Equality with binomials

Let's re-index the sum on the LHS of the problem (for the below convenience) so that $$\frac1s\sum_{k=0}^{s-1}\binom{s+k-1}k(s-k)v^{s-k}(v-1)^k =\frac{v}s\sum_{k=0}^{s-1}\binom{2s}k(s-k)(v-1)^k.$$ Or, just pull out the $v$ factor (leaving behind $\frac1s$, again for convenience): $$\frac1s\sum_{k=0}^{s-1}\binom{s+k-1}k(s-k)v^{s-1-k}(v-1)^k =\frac1s\sum_{k=0}^{s-1}\binom{2s}k(s-k)(v-1)^k.\tag1$$

We apply an automated technique called the Wilf-Zeilberger method for which Zeilberger wrote an algorithm, now implemented in symbolic softwares such as Maple and Mathematica.

To prove the above identity, we show both sides of (1) satisfy the same non-homogeneous recurrence $x(s+1)-v^2x(s)=\binom{2s}{s+1}\frac{(v-1)^{s+1}}s$ and just check one initial condition, say at $s=1$.

Suppressing other variables, let $F_1(s,k)=\binom{s+k-1}k\frac{s-k}sv^{s-1-k}(v-1)^k$ and $F_2(s,k)=\binom{2s}k\frac{s-k}s(v-1)^k$. The above method generates the WZ-mates \begin{align} G_1(s,k)&=F_1(s,k) \frac{v^2(s+2-k)k}{(s-k)(s+1)}, \\ G_2(s,k)&=F_2(s,k) \frac{(2s^2v+4sv+2s^2+3s-3svk-3kv+2v-2sk+vk^2)k}{(2s-k+1)(2s+2-k)(s-k)} \end{align} satisfying the relations (check using a computer) \begin{align} F_1(s+1,k)-v^2F_1(s,k)&=G_1(s,k+1)-G_1(s,k), \\ F_2(s+1,k)-v^2F_2(s,k)&=G_2(s,k+1)-G_2(s,k). \tag2 \end{align} Denote $a(s)=\sum_{k=0}^{s-1}F_1(s,k)$ and $b(s)=\sum_{k=0}^{s-1}F_2(s,k)$. Now, sum both equations in (2) over integers $0\leq k\leq s$. For instance, the first equation in (2) gives $$a(s+1)-v^2a(s)-v^2F_1(s,s)=G_1(s,s+1)-G_1(s,0).$$ But, $F_1(s,s)=0=G_1(s,0)$ and hence $a(s+1)-v^2a(s)=G_1(s,s+1)$.

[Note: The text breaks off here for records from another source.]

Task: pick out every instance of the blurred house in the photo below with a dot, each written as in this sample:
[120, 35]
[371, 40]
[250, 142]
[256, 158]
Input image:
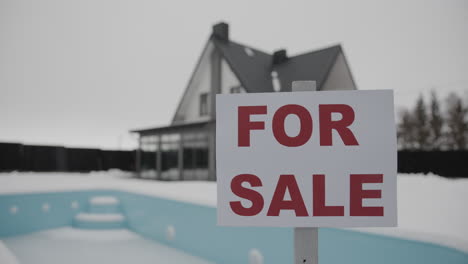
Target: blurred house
[185, 150]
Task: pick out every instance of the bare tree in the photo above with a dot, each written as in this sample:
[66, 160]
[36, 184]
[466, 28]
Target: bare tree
[421, 124]
[406, 133]
[457, 114]
[436, 122]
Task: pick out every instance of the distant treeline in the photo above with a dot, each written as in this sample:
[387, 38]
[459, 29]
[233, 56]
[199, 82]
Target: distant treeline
[433, 125]
[19, 157]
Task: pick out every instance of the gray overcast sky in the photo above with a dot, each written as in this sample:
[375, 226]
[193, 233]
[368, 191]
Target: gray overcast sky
[84, 72]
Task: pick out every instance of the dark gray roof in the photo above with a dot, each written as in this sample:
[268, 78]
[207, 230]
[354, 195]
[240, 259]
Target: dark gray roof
[254, 72]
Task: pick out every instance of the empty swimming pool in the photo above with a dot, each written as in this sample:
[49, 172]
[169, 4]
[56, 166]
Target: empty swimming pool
[76, 226]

Similarly, the second equation in (2) leads to $$b(s+1)-v^2b(s)-v^2F_2(s,s)=G_2(s,s+1)-G_2(s,0).$$ But, $F_2(s,s)=0=G_2(s,0)$ and hence $b(s+1)-v^2b(s)=G_2(s,s+1)$.

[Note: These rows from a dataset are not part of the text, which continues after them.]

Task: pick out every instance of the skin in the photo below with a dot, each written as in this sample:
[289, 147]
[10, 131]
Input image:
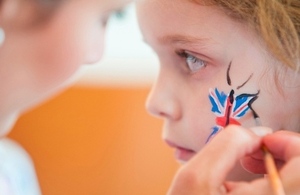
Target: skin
[46, 55]
[180, 94]
[283, 145]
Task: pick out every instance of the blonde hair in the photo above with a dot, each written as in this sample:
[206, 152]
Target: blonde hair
[276, 21]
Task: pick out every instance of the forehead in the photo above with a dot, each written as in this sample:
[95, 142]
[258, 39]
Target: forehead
[181, 18]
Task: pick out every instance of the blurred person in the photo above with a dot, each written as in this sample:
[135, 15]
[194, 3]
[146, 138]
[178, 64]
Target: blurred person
[44, 43]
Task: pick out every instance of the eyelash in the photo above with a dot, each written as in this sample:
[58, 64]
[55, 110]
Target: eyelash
[189, 58]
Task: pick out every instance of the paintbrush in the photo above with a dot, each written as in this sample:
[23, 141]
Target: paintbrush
[273, 175]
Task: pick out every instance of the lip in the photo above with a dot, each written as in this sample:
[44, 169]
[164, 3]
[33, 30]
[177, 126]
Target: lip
[181, 154]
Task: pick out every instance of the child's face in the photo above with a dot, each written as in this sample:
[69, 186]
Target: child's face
[203, 51]
[41, 58]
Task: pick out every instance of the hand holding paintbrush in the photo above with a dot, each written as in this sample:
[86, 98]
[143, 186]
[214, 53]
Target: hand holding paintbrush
[208, 170]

However, after some algebraic simplification, we obtain $$G_1(s,s+1)=G_2(s,s+1)=\binom{2s}{s+1}\frac{(v-1)^{s+1}}s.$$ Since $a(1)=b(1)$, it follows that $a(s)=b(s)$. The proof is complete.

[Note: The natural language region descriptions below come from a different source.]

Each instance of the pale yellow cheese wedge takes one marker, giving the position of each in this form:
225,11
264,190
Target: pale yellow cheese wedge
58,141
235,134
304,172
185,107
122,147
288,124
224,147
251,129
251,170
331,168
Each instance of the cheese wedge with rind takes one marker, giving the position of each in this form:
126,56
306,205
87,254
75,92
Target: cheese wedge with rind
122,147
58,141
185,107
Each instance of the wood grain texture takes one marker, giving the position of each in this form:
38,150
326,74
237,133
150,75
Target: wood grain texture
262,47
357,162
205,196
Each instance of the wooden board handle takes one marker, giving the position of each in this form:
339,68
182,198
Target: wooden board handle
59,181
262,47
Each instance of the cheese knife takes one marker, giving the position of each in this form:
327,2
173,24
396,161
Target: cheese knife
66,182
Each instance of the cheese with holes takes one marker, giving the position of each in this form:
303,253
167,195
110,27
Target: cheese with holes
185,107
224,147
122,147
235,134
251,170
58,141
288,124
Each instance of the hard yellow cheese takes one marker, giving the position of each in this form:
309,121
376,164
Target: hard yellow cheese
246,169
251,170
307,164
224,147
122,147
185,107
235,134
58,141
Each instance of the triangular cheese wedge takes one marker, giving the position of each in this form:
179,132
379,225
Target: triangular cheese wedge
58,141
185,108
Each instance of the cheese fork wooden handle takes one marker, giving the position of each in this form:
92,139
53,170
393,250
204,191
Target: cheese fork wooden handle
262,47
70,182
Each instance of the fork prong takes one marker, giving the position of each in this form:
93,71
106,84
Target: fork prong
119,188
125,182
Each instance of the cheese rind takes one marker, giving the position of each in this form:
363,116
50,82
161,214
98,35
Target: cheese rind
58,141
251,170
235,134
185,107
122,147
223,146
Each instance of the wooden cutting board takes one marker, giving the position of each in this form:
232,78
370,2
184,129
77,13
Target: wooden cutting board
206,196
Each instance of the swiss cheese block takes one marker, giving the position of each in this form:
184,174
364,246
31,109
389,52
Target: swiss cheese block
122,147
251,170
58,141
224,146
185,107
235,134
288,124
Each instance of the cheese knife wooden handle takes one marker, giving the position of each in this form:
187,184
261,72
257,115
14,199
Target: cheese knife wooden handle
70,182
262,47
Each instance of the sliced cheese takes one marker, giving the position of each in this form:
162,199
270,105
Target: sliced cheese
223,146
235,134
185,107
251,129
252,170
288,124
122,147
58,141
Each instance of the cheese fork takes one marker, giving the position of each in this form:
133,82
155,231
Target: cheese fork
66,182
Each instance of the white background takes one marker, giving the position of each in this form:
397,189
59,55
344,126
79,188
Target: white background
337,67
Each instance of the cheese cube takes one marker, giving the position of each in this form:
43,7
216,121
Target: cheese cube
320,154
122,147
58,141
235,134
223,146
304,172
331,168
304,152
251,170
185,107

This is not an answer but just some hints. Define $A(s)$ to be the quantity on the left and $B(s)$ to be the quantity on the right. Define $A(0)=B(0)=1$. Then it suffices to prove that $$ \sum_{s\ge0} A(s)x^s = \sum_{s\ge0} B(s)x^s = \frac{v-2-v\sqrt{1-4(v-1)x}}{2(v^2x-1)}.$$ Another way to prove it is to show that both $A(s)$ and $B(s)$ count the closed walks of length $2s$ in an infinite regular tree of degree $v$, which is the original application.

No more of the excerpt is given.